Sistema de justiça reforça estigmas e discriminação contra mulheres

A maior parte dos processos analisados teve seguimento mesmo sem provas materiais, com provas inválidas ou sustentados por ameaças para forçar a autoincriminação das mulheres. Mesmo quando uma denúncia é rejeitada por falta de provas mínimas, o estudo identificou que é comum que o Ministério Público recorra para que a denúncia seja aceita. Além disso, são aplicados estereótipos de gênero que tendem a influenciar diretamente em desfechos negativos. As mulheres são descritas como “frias”, “maléficas” ou “reprováveis”.

“O sistema de justiça aciona mecanismos, durante as fases processuais, para culpabilizar, punir e marginalizar mulheres que enfrentam emergências obstétricas. Em muitos casos, constrói-se a imagem da mulher ‘fria e reprovável’ tratada como uma ameaça à ordem social”, explica a antropóloga. 

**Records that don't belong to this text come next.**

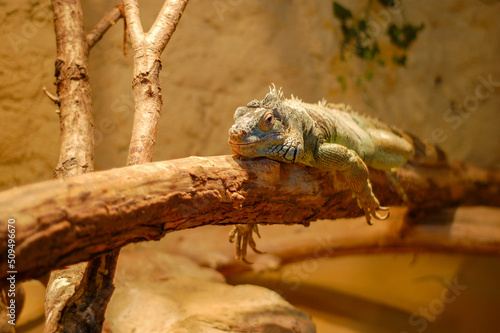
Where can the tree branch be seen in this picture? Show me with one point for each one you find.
(63, 222)
(147, 49)
(165, 24)
(77, 296)
(73, 88)
(104, 24)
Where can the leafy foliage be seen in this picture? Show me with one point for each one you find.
(361, 41)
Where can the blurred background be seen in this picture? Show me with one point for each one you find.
(428, 67)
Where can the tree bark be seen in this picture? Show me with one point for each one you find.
(74, 295)
(63, 222)
(147, 50)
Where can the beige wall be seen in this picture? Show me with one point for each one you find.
(227, 52)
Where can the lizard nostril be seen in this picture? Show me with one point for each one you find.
(237, 133)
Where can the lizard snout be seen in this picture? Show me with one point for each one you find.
(236, 133)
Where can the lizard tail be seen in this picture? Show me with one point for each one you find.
(426, 153)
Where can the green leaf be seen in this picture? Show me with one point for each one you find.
(387, 3)
(341, 12)
(369, 76)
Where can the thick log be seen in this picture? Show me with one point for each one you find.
(62, 222)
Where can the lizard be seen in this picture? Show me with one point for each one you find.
(330, 137)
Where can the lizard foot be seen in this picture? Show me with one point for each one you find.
(244, 238)
(370, 205)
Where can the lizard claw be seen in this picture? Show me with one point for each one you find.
(370, 205)
(244, 238)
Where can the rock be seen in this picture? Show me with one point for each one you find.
(157, 292)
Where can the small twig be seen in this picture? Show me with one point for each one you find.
(52, 97)
(104, 24)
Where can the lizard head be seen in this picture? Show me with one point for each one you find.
(262, 129)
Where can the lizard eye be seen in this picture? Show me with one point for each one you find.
(266, 122)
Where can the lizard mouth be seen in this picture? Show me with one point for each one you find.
(232, 143)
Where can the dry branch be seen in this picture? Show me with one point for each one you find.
(64, 222)
(103, 25)
(147, 50)
(74, 299)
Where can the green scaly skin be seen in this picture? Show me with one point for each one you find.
(326, 136)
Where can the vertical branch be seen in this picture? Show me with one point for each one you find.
(77, 296)
(73, 88)
(147, 49)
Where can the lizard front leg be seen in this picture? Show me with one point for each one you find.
(335, 157)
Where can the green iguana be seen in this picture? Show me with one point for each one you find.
(330, 137)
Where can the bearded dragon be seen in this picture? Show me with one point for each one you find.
(330, 137)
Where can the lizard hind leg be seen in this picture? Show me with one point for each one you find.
(391, 175)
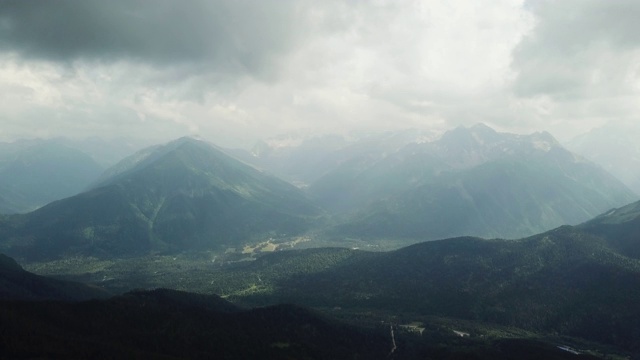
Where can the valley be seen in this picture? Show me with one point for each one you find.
(439, 249)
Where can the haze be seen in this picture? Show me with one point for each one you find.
(237, 71)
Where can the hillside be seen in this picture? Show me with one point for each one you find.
(472, 181)
(563, 281)
(163, 324)
(185, 195)
(18, 284)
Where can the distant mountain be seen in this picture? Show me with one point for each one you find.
(621, 228)
(18, 284)
(472, 181)
(164, 324)
(185, 195)
(302, 160)
(615, 147)
(36, 172)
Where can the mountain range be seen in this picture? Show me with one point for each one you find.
(471, 181)
(37, 172)
(184, 195)
(615, 147)
(188, 195)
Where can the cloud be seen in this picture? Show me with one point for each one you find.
(230, 36)
(580, 48)
(234, 71)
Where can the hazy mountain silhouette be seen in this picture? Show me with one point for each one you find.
(185, 195)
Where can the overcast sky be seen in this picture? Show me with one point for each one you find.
(233, 71)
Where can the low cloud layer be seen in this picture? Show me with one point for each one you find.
(235, 71)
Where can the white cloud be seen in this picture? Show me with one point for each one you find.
(240, 71)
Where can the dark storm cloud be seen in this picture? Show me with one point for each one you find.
(566, 54)
(244, 36)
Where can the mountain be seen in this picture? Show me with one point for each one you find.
(184, 195)
(615, 147)
(565, 281)
(302, 160)
(621, 228)
(164, 324)
(18, 284)
(36, 172)
(471, 181)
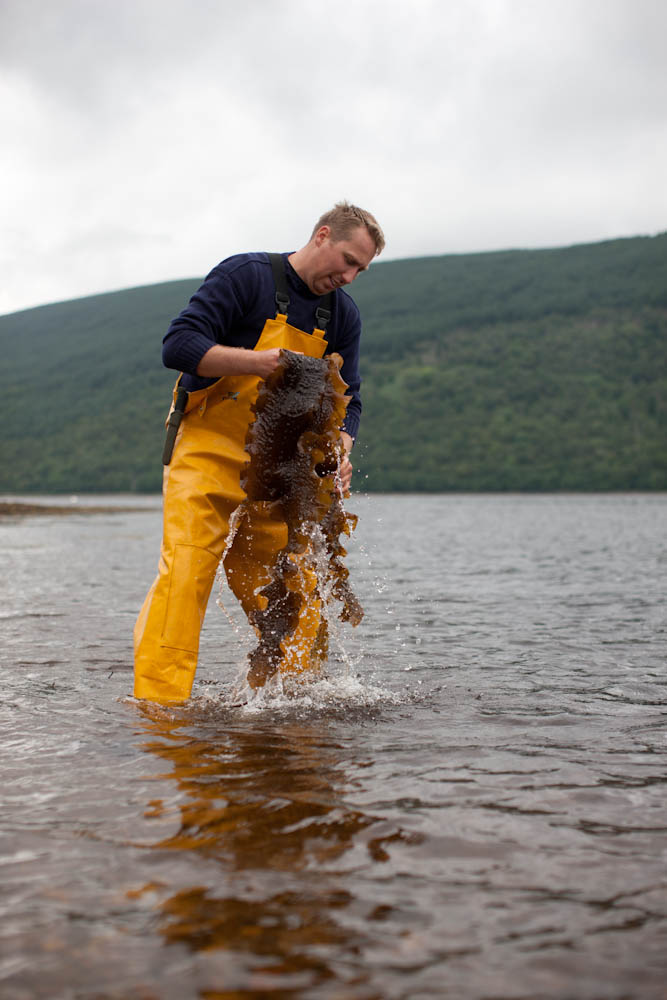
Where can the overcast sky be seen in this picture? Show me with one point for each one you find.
(145, 140)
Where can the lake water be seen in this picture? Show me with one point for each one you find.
(471, 805)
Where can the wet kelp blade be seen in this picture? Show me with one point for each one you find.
(291, 480)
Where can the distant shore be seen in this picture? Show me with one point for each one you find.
(16, 509)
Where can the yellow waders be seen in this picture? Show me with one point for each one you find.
(201, 490)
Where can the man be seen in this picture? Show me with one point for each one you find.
(224, 342)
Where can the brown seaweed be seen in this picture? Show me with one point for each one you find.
(294, 448)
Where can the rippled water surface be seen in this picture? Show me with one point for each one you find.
(472, 804)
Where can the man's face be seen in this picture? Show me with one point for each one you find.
(338, 263)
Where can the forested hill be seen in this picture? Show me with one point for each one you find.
(517, 370)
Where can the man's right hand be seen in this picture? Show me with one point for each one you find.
(220, 360)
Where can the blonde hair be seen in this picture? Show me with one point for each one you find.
(344, 218)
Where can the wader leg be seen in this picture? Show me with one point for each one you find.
(166, 635)
(256, 545)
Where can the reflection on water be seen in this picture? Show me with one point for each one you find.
(472, 804)
(264, 805)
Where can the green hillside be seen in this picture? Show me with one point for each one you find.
(518, 370)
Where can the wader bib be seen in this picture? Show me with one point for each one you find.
(201, 490)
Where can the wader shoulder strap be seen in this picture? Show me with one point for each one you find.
(323, 310)
(280, 281)
(173, 424)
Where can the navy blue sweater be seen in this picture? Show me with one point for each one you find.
(231, 307)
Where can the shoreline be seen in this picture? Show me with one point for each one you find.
(19, 509)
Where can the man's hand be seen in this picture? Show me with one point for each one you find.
(345, 463)
(221, 360)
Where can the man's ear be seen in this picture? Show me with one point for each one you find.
(321, 235)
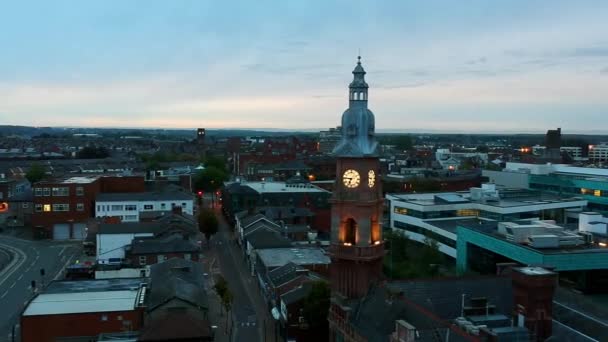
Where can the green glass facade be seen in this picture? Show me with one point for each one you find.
(594, 191)
(562, 261)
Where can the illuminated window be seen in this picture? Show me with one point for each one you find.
(400, 210)
(467, 212)
(63, 191)
(61, 207)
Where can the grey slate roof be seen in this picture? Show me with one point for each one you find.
(262, 239)
(284, 274)
(169, 244)
(177, 279)
(261, 225)
(144, 196)
(287, 212)
(246, 221)
(426, 304)
(130, 227)
(447, 293)
(297, 293)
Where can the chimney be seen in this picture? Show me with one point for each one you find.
(533, 289)
(177, 210)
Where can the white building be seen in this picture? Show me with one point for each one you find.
(598, 153)
(436, 216)
(129, 206)
(451, 160)
(112, 239)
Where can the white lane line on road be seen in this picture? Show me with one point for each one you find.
(19, 259)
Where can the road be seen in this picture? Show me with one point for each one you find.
(251, 319)
(28, 257)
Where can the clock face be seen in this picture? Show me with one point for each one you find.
(351, 178)
(371, 178)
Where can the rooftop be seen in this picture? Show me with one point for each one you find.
(66, 297)
(507, 198)
(145, 196)
(129, 228)
(560, 232)
(277, 257)
(271, 187)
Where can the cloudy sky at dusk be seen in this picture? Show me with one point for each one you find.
(432, 65)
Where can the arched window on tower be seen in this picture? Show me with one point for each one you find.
(350, 232)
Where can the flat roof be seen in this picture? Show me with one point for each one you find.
(72, 180)
(80, 302)
(270, 187)
(451, 224)
(144, 196)
(509, 198)
(490, 228)
(277, 257)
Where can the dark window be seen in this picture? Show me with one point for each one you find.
(350, 231)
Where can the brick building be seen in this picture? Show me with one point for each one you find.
(63, 207)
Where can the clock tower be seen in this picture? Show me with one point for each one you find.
(357, 247)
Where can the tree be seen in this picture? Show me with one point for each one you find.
(316, 309)
(36, 173)
(207, 223)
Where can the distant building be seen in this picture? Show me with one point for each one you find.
(250, 196)
(590, 184)
(437, 215)
(575, 152)
(177, 305)
(63, 207)
(598, 153)
(571, 252)
(129, 206)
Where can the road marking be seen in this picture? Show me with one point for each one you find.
(575, 331)
(581, 313)
(18, 260)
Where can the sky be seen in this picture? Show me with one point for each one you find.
(452, 66)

A pesquisadora argumenta que a associação entre a imagem da mulher e condutas moralmente condenáveis é um reflexo da misoginia que atravessa o sistema de justiça e evidência o impacto da discriminação de gênero sobre as garantias processuais. “Na prática, o uso desses estereótipos intensifica a perseguição, a marginalização e a punição contra mulheres, especialmente se estão em situação de vulnerabilidade”, complementa.

Outra questão levantada pelo estudo que explicita a misoginia do sistema de justiça é que homens agressores recebem penas mais brandas enquanto mulheres e meninas vítimas de violência são novamente penalizadas. Mesmo em situações que envolvem cenas de violência contra meninas e mulheres, é frequente a aplicação do artigo 126, que caracteriza o aborto com consentimento da gestante, ainda que o procedimento tenha ocorrido por meio de ameaça, fraude ou outro tipo de violência. Já os homens classificados como agressores não foram enquadrados no artigo 125, que se refere ao aborto sem o consentimento da vítima.

“Essa diferenciação demonstra leniência com esses homens e sugere ao mesmo tempo um interesse em responsabilizar meninas e mulheres, apesar do consentimento ser inválido. Há um regime de suspeição que coloca mulheres como culpadas mesmo em contexto de violência e isso mostra quão profundas são as desigualdades no sistema de justiça”, argumenta a pesquisadora.

Como mudar este cenário?

Para reverter as violações documentadas, o estudo propõe mudanças urgentes nos sistemas de saúde e justiça. Entre as recomendações estão a revisão dos protocolos de atendimento em saúde sexual e reprodutiva, com garantia de acolhimento ético e respeito ao sigilo profissional — obrigação legal e constitucional.

No campo jurídico, a formação continuada de magistradas, magistrados e membros do Ministério Público é considerada essencial para evitar denúncias infundadas e garantir julgamentos com base no Protocolo para Julgamento com Perspectiva de Gênero, do Conselho Nacional de Justiça (CNJ). O estudo também cobra do CNJ a implementação de mecanismos de monitoramento com recorte de raça, gênero e classe, para orientar políticas públicas e combater desigualdades estruturais. 

Ao Supremo Tribunal Federal (STF), a principal recomendação é a retomada do julgamento da ADPF 442, que propõe a descriminalização do aborto até a 12ª semana. O estudo também defende o avanço da ADPF 1207, que amplia o acesso ao aborto legal conforme as diretrizes da Organização Mundial da Saúde.

*Adotamos um nome fictício para ilustrar a situação identificada no estudo.